The talented 20-year-old had won a scholarship to play at Emmanuel College in Georgia. But the smash threatened to steal his dreams of a professional football career.
He was left hospitalised for months and had to learn how to walk again.
However, after making a miracle recovery in the US and returning home to reunite with family last month, Will has now flown back across the pond to carry on playing the game.
He will need a special helmet to protect his head, which has still not fully healed.
He said: “After the crash, I woke up a week and 10 days later and I remember looking over and seeing my mum and dad and quickly realising it must be bad if they’d had to fly out.
“The doctors had taken half my skull out to relieve the pressure on my brain, I had a fracture and a ruptured ligament in my neck, a punctured lung, broken ribs, a lacerated liver and damaged spleen.
“They told me I’d never be able to play football again without protective head gear, but as soon as I heard I could even play again it motivated me so much.
“Football is pretty much my life, I don’t even entertain the idea that somebody would be able to take that ability away from me.
“I was in a pretty horrific crash, but hearing the doctors say I was going to be able to play again was the best thing in the world.
“It’s about proving people wrong.
“I’ll need to wear a special helmet all the time when I’m playing because if I did get a knock to the head it would probably be catastrophic, especially while the skull hasn’t fully healed as I can’t have any contact.
“Even in the long run, I am now more susceptible to severe concussion.”
After the crash, Will was taken straight to Piedmont Hospital in Athens, Georgia, but as he started to recover, he was transferred to special brain and spinal cord injury unit, The Shepherd Centre, in Atlanta.
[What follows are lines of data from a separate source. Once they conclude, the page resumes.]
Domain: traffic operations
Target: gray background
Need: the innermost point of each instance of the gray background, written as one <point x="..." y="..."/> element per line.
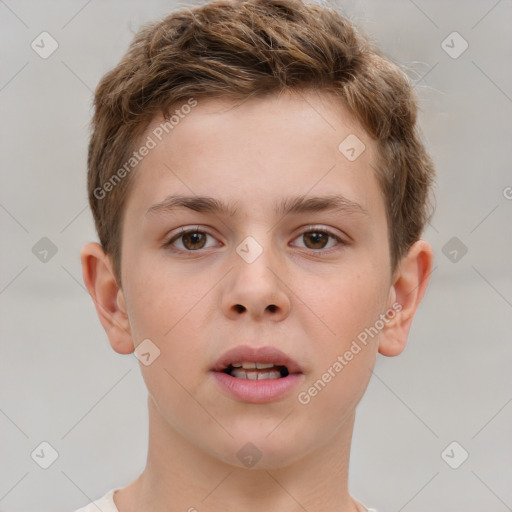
<point x="60" y="381"/>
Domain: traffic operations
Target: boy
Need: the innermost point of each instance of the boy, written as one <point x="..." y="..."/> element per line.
<point x="259" y="190"/>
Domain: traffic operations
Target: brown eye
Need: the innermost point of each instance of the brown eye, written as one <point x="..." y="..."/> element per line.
<point x="318" y="239"/>
<point x="194" y="240"/>
<point x="191" y="240"/>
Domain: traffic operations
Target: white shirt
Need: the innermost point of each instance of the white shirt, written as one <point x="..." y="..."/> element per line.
<point x="106" y="504"/>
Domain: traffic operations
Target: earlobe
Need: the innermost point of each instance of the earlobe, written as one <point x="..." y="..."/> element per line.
<point x="409" y="286"/>
<point x="108" y="298"/>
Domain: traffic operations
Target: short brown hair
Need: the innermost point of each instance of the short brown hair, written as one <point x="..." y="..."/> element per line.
<point x="236" y="49"/>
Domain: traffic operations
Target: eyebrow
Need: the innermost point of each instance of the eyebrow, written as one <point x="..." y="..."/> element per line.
<point x="297" y="204"/>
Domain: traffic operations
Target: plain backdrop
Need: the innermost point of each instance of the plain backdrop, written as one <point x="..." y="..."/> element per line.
<point x="61" y="383"/>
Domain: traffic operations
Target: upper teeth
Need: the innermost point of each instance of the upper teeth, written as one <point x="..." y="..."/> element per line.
<point x="250" y="366"/>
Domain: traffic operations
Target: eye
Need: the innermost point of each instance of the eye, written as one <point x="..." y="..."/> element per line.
<point x="317" y="239"/>
<point x="190" y="240"/>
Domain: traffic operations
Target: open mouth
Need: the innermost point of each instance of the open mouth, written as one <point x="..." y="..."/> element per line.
<point x="256" y="371"/>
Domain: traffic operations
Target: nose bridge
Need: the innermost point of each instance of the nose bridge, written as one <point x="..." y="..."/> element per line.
<point x="254" y="285"/>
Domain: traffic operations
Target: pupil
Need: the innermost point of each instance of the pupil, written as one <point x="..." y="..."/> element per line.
<point x="194" y="239"/>
<point x="317" y="238"/>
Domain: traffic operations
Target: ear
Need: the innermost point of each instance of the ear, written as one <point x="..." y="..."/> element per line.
<point x="107" y="297"/>
<point x="409" y="285"/>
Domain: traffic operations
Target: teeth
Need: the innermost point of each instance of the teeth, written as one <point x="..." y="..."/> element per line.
<point x="252" y="366"/>
<point x="255" y="375"/>
<point x="264" y="365"/>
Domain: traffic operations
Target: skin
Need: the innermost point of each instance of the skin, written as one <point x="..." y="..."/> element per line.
<point x="322" y="293"/>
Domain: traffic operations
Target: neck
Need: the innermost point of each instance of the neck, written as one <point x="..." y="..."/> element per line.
<point x="181" y="476"/>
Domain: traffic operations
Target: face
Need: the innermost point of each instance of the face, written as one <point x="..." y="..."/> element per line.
<point x="297" y="261"/>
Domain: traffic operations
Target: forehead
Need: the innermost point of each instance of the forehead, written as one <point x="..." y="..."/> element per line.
<point x="256" y="151"/>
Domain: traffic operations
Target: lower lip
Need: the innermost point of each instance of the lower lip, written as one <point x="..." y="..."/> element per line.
<point x="257" y="391"/>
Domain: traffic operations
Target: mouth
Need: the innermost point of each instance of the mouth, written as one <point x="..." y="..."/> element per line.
<point x="256" y="371"/>
<point x="256" y="375"/>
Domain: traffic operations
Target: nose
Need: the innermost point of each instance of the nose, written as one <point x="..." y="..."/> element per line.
<point x="256" y="289"/>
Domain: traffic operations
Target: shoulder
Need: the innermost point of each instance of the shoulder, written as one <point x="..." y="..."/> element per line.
<point x="105" y="504"/>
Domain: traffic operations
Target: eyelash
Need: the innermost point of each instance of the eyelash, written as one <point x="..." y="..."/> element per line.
<point x="322" y="251"/>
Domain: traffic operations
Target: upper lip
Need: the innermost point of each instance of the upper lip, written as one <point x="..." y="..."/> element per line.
<point x="246" y="353"/>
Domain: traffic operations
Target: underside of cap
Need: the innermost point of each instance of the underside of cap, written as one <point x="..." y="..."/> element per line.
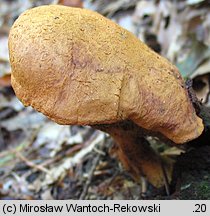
<point x="77" y="67"/>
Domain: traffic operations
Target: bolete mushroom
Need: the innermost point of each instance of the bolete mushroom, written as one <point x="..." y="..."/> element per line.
<point x="79" y="68"/>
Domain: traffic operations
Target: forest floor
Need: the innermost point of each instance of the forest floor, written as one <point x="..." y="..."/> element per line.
<point x="40" y="159"/>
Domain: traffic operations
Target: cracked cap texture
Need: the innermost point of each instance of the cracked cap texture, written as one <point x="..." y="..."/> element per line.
<point x="78" y="67"/>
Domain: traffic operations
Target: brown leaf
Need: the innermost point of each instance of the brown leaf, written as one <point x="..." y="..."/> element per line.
<point x="71" y="3"/>
<point x="5" y="81"/>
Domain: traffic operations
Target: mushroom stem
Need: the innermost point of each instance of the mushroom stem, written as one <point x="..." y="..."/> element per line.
<point x="136" y="154"/>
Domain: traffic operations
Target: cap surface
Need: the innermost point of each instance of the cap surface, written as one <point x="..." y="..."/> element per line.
<point x="78" y="67"/>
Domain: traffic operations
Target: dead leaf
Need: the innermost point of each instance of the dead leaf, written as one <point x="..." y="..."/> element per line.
<point x="5" y="81"/>
<point x="71" y="3"/>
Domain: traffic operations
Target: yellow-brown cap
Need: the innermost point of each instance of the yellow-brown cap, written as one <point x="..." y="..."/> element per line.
<point x="78" y="67"/>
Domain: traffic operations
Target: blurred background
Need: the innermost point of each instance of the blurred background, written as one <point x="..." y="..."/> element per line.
<point x="42" y="160"/>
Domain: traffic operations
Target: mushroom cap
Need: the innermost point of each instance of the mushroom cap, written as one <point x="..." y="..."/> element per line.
<point x="78" y="67"/>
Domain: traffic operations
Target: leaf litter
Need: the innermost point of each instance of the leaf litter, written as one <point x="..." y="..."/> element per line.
<point x="42" y="160"/>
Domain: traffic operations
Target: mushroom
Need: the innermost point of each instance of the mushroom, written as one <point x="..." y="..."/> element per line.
<point x="79" y="68"/>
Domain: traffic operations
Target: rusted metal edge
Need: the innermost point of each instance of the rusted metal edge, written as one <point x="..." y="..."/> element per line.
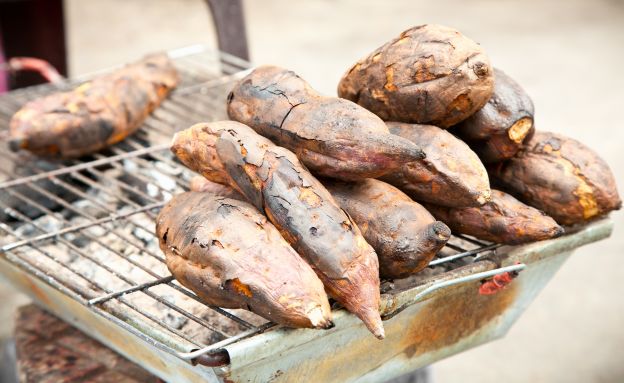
<point x="389" y="313"/>
<point x="537" y="251"/>
<point x="282" y="339"/>
<point x="508" y="255"/>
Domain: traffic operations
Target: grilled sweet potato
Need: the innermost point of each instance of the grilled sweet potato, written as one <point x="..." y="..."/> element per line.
<point x="272" y="179"/>
<point x="231" y="256"/>
<point x="96" y="114"/>
<point x="498" y="130"/>
<point x="451" y="174"/>
<point x="430" y="74"/>
<point x="404" y="235"/>
<point x="502" y="220"/>
<point x="332" y="137"/>
<point x="560" y="176"/>
<point x="201" y="184"/>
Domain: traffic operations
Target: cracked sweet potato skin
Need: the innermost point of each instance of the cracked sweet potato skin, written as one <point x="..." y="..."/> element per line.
<point x="430" y="74"/>
<point x="502" y="220"/>
<point x="307" y="216"/>
<point x="202" y="184"/>
<point x="97" y="114"/>
<point x="560" y="176"/>
<point x="333" y="137"/>
<point x="231" y="256"/>
<point x="451" y="174"/>
<point x="405" y="236"/>
<point x="498" y="131"/>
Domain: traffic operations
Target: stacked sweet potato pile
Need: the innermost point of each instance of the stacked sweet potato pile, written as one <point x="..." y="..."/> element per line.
<point x="367" y="185"/>
<point x="306" y="196"/>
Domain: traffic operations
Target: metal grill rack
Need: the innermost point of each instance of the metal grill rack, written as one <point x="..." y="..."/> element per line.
<point x="85" y="227"/>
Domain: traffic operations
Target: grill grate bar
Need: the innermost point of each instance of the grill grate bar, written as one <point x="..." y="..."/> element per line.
<point x="139" y="247"/>
<point x="82" y="166"/>
<point x="132" y="289"/>
<point x="99" y="286"/>
<point x="97" y="222"/>
<point x="115" y="273"/>
<point x="464" y="254"/>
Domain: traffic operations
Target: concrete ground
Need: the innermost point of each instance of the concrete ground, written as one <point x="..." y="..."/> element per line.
<point x="566" y="54"/>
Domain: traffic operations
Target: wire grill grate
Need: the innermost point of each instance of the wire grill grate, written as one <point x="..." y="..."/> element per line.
<point x="85" y="226"/>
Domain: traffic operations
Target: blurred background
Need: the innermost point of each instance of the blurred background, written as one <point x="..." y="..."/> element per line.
<point x="566" y="54"/>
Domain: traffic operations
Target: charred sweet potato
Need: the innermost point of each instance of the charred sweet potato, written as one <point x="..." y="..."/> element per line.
<point x="272" y="179"/>
<point x="502" y="220"/>
<point x="231" y="256"/>
<point x="404" y="235"/>
<point x="96" y="114"/>
<point x="560" y="176"/>
<point x="201" y="184"/>
<point x="430" y="74"/>
<point x="333" y="137"/>
<point x="498" y="130"/>
<point x="451" y="174"/>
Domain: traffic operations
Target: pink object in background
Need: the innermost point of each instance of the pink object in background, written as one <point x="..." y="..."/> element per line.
<point x="4" y="80"/>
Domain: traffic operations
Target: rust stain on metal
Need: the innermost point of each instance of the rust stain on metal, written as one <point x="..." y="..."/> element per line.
<point x="446" y="320"/>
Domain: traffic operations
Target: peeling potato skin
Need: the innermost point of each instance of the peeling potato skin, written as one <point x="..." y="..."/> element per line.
<point x="307" y="216"/>
<point x="97" y="114"/>
<point x="333" y="137"/>
<point x="560" y="176"/>
<point x="201" y="184"/>
<point x="251" y="267"/>
<point x="405" y="236"/>
<point x="451" y="174"/>
<point x="502" y="220"/>
<point x="195" y="148"/>
<point x="430" y="74"/>
<point x="498" y="130"/>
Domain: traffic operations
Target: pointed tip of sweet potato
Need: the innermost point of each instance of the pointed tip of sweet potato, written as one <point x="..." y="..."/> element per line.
<point x="372" y="321"/>
<point x="320" y="317"/>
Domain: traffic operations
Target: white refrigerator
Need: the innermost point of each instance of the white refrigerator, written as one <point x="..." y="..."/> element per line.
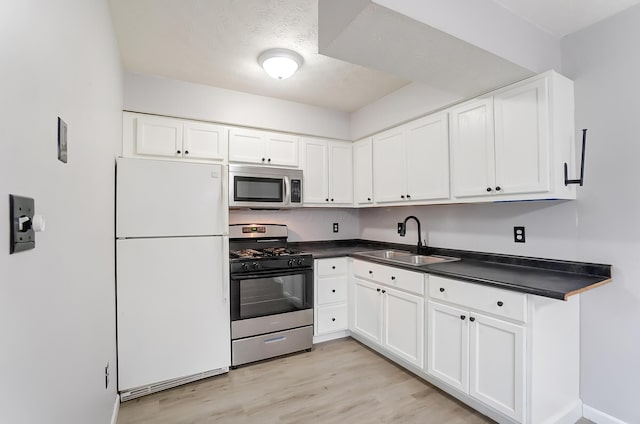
<point x="172" y="274"/>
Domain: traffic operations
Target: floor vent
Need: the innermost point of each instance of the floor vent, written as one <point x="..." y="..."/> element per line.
<point x="168" y="384"/>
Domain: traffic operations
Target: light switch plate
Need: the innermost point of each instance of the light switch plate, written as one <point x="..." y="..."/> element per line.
<point x="21" y="207"/>
<point x="62" y="140"/>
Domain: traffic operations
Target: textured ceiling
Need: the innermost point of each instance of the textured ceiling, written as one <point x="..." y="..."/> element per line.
<point x="217" y="42"/>
<point x="562" y="17"/>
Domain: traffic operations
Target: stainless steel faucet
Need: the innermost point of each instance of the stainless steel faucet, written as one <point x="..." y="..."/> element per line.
<point x="403" y="230"/>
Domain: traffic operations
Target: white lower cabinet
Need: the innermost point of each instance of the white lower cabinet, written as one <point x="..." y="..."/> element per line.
<point x="478" y="355"/>
<point x="387" y="315"/>
<point x="331" y="313"/>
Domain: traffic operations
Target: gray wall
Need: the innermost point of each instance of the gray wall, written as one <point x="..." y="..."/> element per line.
<point x="59" y="58"/>
<point x="603" y="61"/>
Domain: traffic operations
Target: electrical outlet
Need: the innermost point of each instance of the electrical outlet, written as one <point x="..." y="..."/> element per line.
<point x="106" y="376"/>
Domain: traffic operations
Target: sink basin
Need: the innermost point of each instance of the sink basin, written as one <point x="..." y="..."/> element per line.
<point x="422" y="259"/>
<point x="387" y="254"/>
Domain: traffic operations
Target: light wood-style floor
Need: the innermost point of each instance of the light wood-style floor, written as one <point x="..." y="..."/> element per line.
<point x="338" y="382"/>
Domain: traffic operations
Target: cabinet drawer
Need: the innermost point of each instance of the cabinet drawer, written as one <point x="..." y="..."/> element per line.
<point x="333" y="266"/>
<point x="332" y="289"/>
<point x="332" y="318"/>
<point x="495" y="301"/>
<point x="391" y="276"/>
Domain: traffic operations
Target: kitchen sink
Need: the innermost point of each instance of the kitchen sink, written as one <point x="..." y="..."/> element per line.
<point x="387" y="254"/>
<point x="423" y="260"/>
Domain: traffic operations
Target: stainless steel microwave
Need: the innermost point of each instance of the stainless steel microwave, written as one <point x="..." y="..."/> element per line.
<point x="264" y="188"/>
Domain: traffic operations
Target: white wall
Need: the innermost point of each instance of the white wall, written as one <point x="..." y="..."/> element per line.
<point x="182" y="99"/>
<point x="411" y="101"/>
<point x="603" y="61"/>
<point x="305" y="224"/>
<point x="59" y="58"/>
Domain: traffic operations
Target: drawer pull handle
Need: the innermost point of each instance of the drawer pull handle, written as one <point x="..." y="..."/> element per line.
<point x="276" y="340"/>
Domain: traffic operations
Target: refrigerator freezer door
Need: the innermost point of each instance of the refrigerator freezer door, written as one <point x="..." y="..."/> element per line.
<point x="173" y="308"/>
<point x="163" y="198"/>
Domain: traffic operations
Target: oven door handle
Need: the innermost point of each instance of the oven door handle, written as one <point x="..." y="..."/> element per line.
<point x="270" y="274"/>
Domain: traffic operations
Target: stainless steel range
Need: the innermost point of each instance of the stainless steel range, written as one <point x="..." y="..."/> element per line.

Incredible video footage shows him relearning how to walk and even dribbling a football down the ward.
And despite not knowing what the long term effects of the brain injury are, the determined striker flies back out to Georgia to continue his scholarship – and can’t wait to get back on the pitch.
Will said: “After 10 days I was fully cognitive again but I had to be lifted out of the bed because I was so weak and had to use a frame to be able to start walking again.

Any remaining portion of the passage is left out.